Penyebab Polusi Udara Jakarta: Analisis dari Berbagai Sudut Pandang
Sumber Foto: Asumsi
Ragam Pandang

Penyebab Polusi Udara Jakarta: Analisis dari Berbagai Sudut Pandang

Situasi Polusi Udara di Jakarta

Jakarta, sebagai salah satu kota terbesar di Indonesia, saat ini menghadapi masalah serius terkait kualitas udara. Kabut abu-abu pekat yang menyelimuti langit Jakarta menjadi indikator nyata dari polusi udara yang merugikan kesehatan masyarakat. Gubernur DKI Jakarta, Anies Baswedan, mengungkapkan bahwa salah satu penyebab utama masalah ini adalah penggunaan kendaraan pribadi yang berlebihan.

Penggunaan Transportasi Umum sebagai Solusi

Dalam sebuah pernyataan di Balairung Balai Kota, Anies mengajak warga Jakarta, termasuk pegawai negeri sipil dan anggota dewan, untuk lebih banyak menggunakan transportasi umum. Ia menekankan bahwa jika volume kendaraan tetap tinggi, Jakarta akan terus menghadapi tantangan serius dalam hal kualitas udara di masa depan.
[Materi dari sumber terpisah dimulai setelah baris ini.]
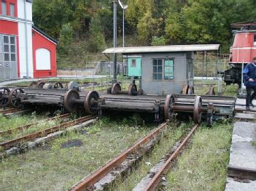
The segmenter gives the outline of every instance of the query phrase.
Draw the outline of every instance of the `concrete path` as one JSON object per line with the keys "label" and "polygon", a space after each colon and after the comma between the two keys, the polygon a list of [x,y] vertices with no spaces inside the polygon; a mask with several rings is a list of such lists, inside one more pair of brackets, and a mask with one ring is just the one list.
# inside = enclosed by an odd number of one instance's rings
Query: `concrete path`
{"label": "concrete path", "polygon": [[[240,99],[237,103],[244,104],[244,102]],[[241,113],[235,116],[239,121],[233,125],[229,166],[256,171],[256,113],[242,111],[241,105],[236,107],[241,109]],[[225,191],[240,190],[256,190],[256,181],[246,179],[241,182],[228,177]]]}

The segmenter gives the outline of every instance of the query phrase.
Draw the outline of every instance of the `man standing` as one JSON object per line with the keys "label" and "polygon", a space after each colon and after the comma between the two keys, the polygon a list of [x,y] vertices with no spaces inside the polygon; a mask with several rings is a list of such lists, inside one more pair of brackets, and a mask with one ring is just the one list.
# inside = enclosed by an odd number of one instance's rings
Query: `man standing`
{"label": "man standing", "polygon": [[[244,86],[247,87],[246,108],[249,110],[249,105],[255,107],[252,100],[256,97],[256,57],[253,58],[252,63],[247,65],[244,72]],[[254,91],[252,94],[252,90]]]}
Pembangkit Listrik Tenaga Uap (PLTU) dan Dampaknya

Namun, penyebab polusi udara di Jakarta tidak hanya berasal dari sektor transportasi. Anies juga mengidentifikasi Pembangkit Listrik Tenaga Uap (PLTU) sebagai faktor penyumbang polusi. Lembaga swadaya masyarakat, Walhi (Wahana Lingkungan Hidup Indonesia), sejalan dengan pernyataan ini, menyebutkan bahwa emisi dari PLTU berbahan bakar batu bara menyumbang antara 20 hingga 30 persen polusi udara di Jakarta.

Menurut Manajer Kampanye Energi dan Perkotaan Walhi, Dwi Sawung, kontribusi polusi dari sektor transportasi berkisar antara 30 hingga 40 persen, sementara sisa polusi berasal dari pembakaran sampah dan sumber lainnya.

PLTU Berbasis Batu Bara di Sekitar Jakarta

Studi yang dilakukan oleh Walhi dan Greenpeace pada tahun 2017 menunjukkan adanya 10 PLTU berbahan bakar batu bara yang berkontribusi terhadap polusi udara di Jakarta, yang terletak di wilayah Banten, Suralaya, Labuan, dan Merak. Dwi menambahkan bahwa industri di Jakarta yang masih menggunakan batu bara untuk keperluan boiler juga turut menyumbang polusi, dengan beberapa PLTU besar milik PLN dan swasta di sekitarnya.

Pernyataan Dinas Lingkungan Hidup DKI Jakarta

Sementara itu, Dinas Lingkungan Hidup dan Kebersihan DKI Jakarta menyatakan bahwa PLTU yang berada di pusat kota Jakarta tidak lagi memiliki potensi besar untuk mencemari udara. Dua PLTU yang disebutkan adalah milik Indonesia Power di Tanjung Priok dan Pembangkit Jawa Bali milik PLN di Muara Karang. Agung Pujo Winarko, Kepala Seksi Penanggulangan Pencemaran Lingkungan Dinas LH DKI, menambahkan bahwa menurut kajian tahun 2015, kendaraan darat adalah penghasil polusi yang paling signifikan, dan ia belum mengkaji kontribusi polusi dari PLTU yang berlokasi di Jakarta dan sekitarnya.